AI chatbots and art generators are popping up everywhere, so the big players in the biz are trying to keep up with their own tools. Meta just unveiled Voicebox, a text-guided AI speech generator they say outperforms all existing models. Though it’s not available for public use yet, Meta has made demos available for anyone who wants to learn more.
Voicebox could be used in audio editing by content creators and editors – its voice generation produces natural-sounding audio clips. It can even edit out noise from voice clips like dogs barking and regenerate the voice without a hitch. Plus, visually-impaired users can give Voicebox an audio clip of a friend as short as two seconds and it’ll read their written messages in their voice using AI!
Meta AI’s new generative AI tool can solve tasks via in-context learning, so it can process text it’s never seen before and generate context and inflections just like a person would – using existing knowledge to learn and tackle new challenges. But the ethical and legal implications of this groundbreaking tool are no joke: anyone could use recordings of someone’s voice without permission to make them say whatever they want.In their paper, Meta claims a binary classification model can tell real-world speech from Voicebox-generated ones. But since the system isn’t publicly available yet, we won’t know for sure until Meta gets put to the test.
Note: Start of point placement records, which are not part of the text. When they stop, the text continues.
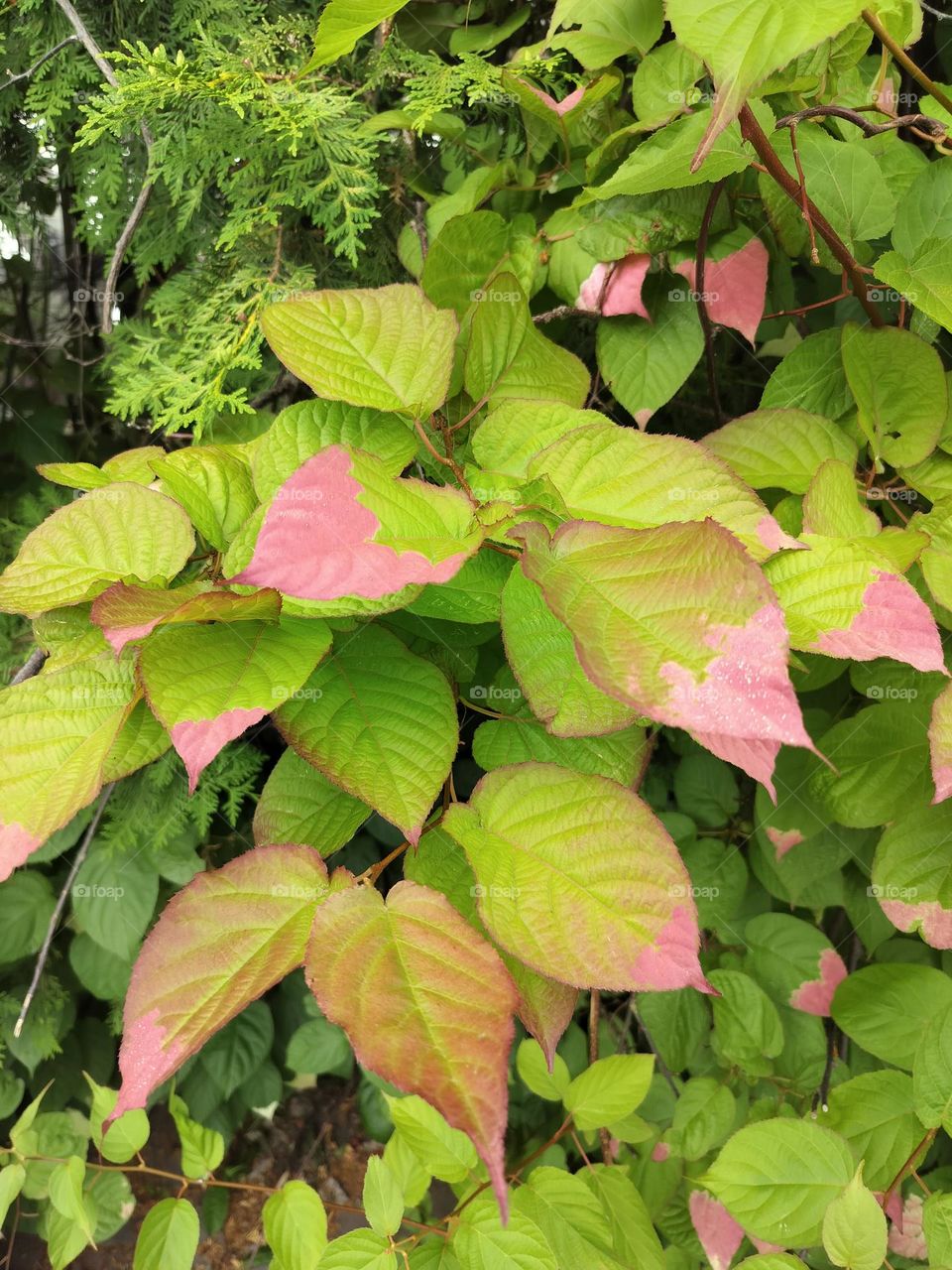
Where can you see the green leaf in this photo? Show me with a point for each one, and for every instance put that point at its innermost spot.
(508, 357)
(295, 1227)
(303, 430)
(534, 1071)
(748, 1030)
(123, 532)
(445, 1152)
(221, 943)
(777, 1178)
(299, 804)
(703, 1115)
(542, 656)
(341, 24)
(624, 476)
(380, 722)
(483, 1242)
(238, 1051)
(208, 683)
(898, 385)
(27, 905)
(923, 277)
(388, 348)
(883, 766)
(634, 1234)
(578, 879)
(569, 1215)
(610, 1088)
(645, 363)
(649, 607)
(664, 159)
(744, 41)
(56, 731)
(12, 1178)
(382, 1198)
(500, 743)
(66, 1194)
(213, 484)
(430, 1010)
(937, 1227)
(202, 1150)
(597, 32)
(779, 448)
(887, 1008)
(169, 1237)
(358, 1250)
(875, 1114)
(911, 874)
(126, 1135)
(855, 1228)
(932, 1072)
To get optimal performance, Meta trained Voicebox on 60,000 hours of English audiobooks and 50,000 hours of multilingual audiobooks in six languages. This training gives it the power to do multilingual text-to-speech with no extra training, speech denoising, styling, editing…you name it.
Meta claims Voicebox is faster and makes fewer errors than its competitors. Plus, it can convert written text into spoken words in one or multiple languages without needing to be trained for each language separately. Compared to YourTTS, Voicebox reduced the average word error rate from 10.9% to 5.2%, and increased audio similarity from 0.335 to 0.481.